La tassa occulta è ormai un classico in Italia. Tutte le società che chiuderanno i conti in rosso a fine 2012 per il terzo anno di fila saranno considerate dal Fisco società di comodo. Il fatto che ci sia la crisi da ormai quattro anni, che la pressione fiscale aumenti in modo inversamente proporzionale alle possibilità di gettito per lo Stato non significa nulla. Se da tre anni perdi e ci rimetti di tasca tua, sei comunque potenzialmente un «furbetto». Da tassare. Ne consegue che spetta al contribuente l'onere di dimostrare di non esserlo. In caso contrario l'amministrazione dell'Erario considererà l'azienda di comodo, applicando una aliquota Ires al 38% e limitando di colpo le possibilità di dedurre una serie di voci di costo e di spese. Se non si vuole finire in questa lista nera, bisogna già da ora e fino al 31 marzo 2013 procedere con un interpello da mandare all'Agenzia delle Entrate. Bisogna dimostrare come i beni vengono utilizzati dai soci o dal titolare, incaricando il proprio commercialista o uno esperto con maggiore specializzazione (dipende dall'entità dell'interpello) di procedere con l'operazione. Che ovviamente ha un costo. Nell'ipotesi meno pesante e per le aziende più piccole si parla comunque di 500 euro di aggravio Ires. Per il resto si sale fino a qualche migliaio di euro. Ipotizzando inoltre che l'interpello fili liscio e l'amministrazione fiscale non trovi nulla da obiettare, come sempre più spesso accade. Tutto per certificare che la propria azienda è davvero in perdita e non si è dei furbetti. Ovviamente, i veri furbetti, non si preoccuperanno minimamente di fare interpelli. Potranno accettare l'aliquota maggiorata e le limitazioni sulla deducibilità almeno finchè non chiuderanno i battenti per riaprire sotto altri nomi e spoglie.
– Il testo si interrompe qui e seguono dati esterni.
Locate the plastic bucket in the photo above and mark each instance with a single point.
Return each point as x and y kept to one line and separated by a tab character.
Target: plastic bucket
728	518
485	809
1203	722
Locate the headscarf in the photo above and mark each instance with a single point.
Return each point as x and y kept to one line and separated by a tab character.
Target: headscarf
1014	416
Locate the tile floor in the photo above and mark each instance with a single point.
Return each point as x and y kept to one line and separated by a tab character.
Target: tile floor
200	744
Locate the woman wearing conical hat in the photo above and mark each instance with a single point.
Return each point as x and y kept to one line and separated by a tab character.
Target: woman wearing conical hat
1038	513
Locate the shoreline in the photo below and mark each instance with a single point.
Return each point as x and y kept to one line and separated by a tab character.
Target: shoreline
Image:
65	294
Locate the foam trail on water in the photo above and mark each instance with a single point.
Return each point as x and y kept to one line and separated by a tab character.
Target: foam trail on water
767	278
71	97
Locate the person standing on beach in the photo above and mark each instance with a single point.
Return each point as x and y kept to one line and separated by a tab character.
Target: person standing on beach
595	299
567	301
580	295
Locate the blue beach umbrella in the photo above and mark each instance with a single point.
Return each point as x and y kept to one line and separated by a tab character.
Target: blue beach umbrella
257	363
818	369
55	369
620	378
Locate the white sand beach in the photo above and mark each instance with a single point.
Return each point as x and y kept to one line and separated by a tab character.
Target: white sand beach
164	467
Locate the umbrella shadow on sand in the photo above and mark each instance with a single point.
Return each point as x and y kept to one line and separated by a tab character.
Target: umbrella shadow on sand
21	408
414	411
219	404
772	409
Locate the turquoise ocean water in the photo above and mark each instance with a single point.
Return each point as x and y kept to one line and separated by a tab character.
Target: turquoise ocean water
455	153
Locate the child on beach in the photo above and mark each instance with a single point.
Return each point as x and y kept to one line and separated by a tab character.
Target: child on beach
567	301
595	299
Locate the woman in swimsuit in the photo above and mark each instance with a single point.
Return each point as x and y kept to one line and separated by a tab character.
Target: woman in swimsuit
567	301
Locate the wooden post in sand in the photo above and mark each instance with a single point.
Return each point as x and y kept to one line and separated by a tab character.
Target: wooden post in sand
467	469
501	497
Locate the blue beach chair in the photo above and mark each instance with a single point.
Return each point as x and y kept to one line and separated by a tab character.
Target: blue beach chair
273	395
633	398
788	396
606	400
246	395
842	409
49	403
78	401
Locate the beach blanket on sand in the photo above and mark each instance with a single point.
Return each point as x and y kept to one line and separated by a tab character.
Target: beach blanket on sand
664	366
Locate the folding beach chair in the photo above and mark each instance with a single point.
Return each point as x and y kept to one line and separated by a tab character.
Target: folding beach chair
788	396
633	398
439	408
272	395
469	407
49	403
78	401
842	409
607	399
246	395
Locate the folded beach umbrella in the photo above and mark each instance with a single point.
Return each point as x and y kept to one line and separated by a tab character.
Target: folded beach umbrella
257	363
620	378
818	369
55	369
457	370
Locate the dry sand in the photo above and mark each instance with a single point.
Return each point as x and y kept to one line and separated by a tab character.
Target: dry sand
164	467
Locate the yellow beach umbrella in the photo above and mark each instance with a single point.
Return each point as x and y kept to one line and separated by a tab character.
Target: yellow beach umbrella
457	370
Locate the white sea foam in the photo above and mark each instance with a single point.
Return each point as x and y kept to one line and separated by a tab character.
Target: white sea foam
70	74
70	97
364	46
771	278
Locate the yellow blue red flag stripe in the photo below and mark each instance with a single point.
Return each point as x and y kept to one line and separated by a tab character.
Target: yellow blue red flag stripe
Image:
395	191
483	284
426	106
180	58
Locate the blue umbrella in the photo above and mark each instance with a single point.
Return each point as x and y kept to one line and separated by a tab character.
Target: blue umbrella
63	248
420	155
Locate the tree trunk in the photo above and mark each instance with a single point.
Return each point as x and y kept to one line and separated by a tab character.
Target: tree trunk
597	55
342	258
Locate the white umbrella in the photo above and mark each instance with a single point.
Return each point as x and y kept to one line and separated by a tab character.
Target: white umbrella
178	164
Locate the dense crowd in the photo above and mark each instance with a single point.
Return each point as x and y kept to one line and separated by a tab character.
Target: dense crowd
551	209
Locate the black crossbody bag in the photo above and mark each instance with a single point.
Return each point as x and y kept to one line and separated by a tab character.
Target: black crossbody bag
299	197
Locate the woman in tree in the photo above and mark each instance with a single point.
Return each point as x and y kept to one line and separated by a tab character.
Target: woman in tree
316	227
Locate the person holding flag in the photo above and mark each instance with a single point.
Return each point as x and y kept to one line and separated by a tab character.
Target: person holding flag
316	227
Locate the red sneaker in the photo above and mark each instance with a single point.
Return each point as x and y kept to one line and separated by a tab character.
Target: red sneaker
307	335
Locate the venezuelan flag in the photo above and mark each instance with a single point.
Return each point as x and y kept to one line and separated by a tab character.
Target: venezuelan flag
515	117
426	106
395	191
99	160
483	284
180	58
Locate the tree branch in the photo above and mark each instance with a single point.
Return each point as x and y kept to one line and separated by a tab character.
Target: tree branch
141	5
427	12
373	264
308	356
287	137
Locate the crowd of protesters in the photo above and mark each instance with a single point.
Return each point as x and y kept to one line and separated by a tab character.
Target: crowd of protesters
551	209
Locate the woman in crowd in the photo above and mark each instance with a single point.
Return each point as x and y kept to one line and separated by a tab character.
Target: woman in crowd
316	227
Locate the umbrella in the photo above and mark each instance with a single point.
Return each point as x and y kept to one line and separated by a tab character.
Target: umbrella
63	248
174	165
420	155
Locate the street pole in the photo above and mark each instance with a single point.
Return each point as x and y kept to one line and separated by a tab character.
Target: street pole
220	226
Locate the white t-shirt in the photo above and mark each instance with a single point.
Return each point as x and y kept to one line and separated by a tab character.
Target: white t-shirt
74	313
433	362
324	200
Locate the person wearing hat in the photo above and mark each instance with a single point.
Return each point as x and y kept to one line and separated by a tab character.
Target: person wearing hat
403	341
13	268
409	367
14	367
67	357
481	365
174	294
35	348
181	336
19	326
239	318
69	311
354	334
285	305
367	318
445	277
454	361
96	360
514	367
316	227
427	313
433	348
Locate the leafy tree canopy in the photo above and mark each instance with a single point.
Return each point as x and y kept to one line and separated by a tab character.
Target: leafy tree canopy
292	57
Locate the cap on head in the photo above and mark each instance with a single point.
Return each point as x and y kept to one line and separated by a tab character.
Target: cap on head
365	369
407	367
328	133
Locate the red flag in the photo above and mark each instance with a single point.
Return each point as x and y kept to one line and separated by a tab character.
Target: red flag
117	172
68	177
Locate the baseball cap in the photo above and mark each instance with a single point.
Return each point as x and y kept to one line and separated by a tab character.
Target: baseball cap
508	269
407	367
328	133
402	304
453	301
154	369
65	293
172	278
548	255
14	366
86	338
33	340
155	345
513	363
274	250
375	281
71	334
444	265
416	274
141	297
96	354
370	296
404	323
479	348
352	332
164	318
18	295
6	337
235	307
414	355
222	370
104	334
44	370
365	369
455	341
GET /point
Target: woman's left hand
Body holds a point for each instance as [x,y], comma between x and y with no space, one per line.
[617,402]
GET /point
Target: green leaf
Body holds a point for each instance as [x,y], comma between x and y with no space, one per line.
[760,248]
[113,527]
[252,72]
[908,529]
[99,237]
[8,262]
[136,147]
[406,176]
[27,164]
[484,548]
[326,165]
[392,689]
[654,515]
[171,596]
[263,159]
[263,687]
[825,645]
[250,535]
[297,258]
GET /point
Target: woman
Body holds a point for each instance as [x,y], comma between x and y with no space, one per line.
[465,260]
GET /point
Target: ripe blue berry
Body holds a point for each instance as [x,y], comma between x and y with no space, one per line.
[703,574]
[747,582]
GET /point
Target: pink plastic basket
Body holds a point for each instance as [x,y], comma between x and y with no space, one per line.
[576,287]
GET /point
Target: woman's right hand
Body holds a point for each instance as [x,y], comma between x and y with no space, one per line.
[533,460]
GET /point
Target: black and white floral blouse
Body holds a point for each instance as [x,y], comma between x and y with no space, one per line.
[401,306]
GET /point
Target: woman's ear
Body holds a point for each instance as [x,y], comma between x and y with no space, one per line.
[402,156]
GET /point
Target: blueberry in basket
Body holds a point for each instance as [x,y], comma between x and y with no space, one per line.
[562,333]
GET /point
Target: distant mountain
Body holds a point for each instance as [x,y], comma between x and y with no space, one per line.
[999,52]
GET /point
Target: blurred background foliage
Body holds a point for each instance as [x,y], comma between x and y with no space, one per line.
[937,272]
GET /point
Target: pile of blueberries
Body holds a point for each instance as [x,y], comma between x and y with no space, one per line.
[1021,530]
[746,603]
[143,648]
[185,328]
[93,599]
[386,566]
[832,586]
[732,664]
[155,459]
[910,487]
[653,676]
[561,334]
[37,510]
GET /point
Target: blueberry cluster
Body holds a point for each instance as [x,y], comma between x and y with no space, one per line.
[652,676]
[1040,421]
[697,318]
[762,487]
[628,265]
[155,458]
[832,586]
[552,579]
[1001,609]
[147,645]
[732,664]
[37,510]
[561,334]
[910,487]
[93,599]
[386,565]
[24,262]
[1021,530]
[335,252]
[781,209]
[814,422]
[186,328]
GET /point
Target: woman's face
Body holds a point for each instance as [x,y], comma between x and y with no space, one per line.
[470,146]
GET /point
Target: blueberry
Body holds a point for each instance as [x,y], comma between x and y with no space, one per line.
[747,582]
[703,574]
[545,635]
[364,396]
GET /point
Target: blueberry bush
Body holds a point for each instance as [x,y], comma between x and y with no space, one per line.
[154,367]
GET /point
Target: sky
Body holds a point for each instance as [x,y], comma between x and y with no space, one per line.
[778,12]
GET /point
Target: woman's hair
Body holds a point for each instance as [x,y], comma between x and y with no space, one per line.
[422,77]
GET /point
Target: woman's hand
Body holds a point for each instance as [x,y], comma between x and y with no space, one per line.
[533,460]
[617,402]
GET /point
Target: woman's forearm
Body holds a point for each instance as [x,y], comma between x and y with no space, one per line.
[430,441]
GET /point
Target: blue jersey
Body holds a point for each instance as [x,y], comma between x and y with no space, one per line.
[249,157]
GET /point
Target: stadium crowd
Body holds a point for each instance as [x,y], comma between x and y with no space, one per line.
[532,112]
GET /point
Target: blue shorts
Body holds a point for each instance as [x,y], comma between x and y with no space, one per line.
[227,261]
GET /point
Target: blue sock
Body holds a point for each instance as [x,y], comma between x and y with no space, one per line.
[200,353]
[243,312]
Senza contare che la platea su cui ricadrà la nuova mazzata è molto estesa. Tra il 2009 e il 2011 circa
100mila aziende avevano chiuso in rosso per il terzo anno di fila. Nel 2012, con il peggioramento del quadro internazionale e l'ulteriore frenata del mercato interno le cose sono andate perfino peggio. A fine anno, stando al sondaggio congiunturale sulle imprese industriali e dei servizi condotto dalla Banca d'Italia tra settembre e ottobre, in Italia una impresa su tre chiuderà in rosso e avrà tagliato la propria forza lavoro. Tra gli altri risultati Bankitalia ha osservato anche che il saldo tra le imprese che indicano un incremento della domanda di prestiti e quante ne segnalano una riduzione si è ridotto rispetto alla scorsa primavera, delineando un rallentamento della domanda di credito. Nel dettaglio, il 50,3% delle società prefigura un risultato di esercizio in utile per il 2012, ad anticipare una perdita sono il 30,2% degli operatori, in crescita rispetto al 23,6% dell'indagine 2011. Le imprese che riportano un esercizio in perdita sono più diffuse nel terziario e in particolare nel settore degli alberghi e ristoranti, mentre risultano meno frequenti nel settore energetico. A parte l'agricoltura, l'incidenza più alta delle perdite, secondo uno studio di Infocamere, si trova tra le società immobiliari e quelle operanti nella ristorazione e della ricettività alberghiera. In tutti e tre questi settori, un bilancio su quattro non vede profitti per lo meno dal 2008. Parallelamente, invece, ci sono le società che si occupano di informatica e comunicazione, quelle attive nella sanità e nell'assistenza sociale e quelle che svolgono servizi professionali, scientifici e tecnici: qui la percentuale di realtà in rosso «sistematico» scende intorno al 15%.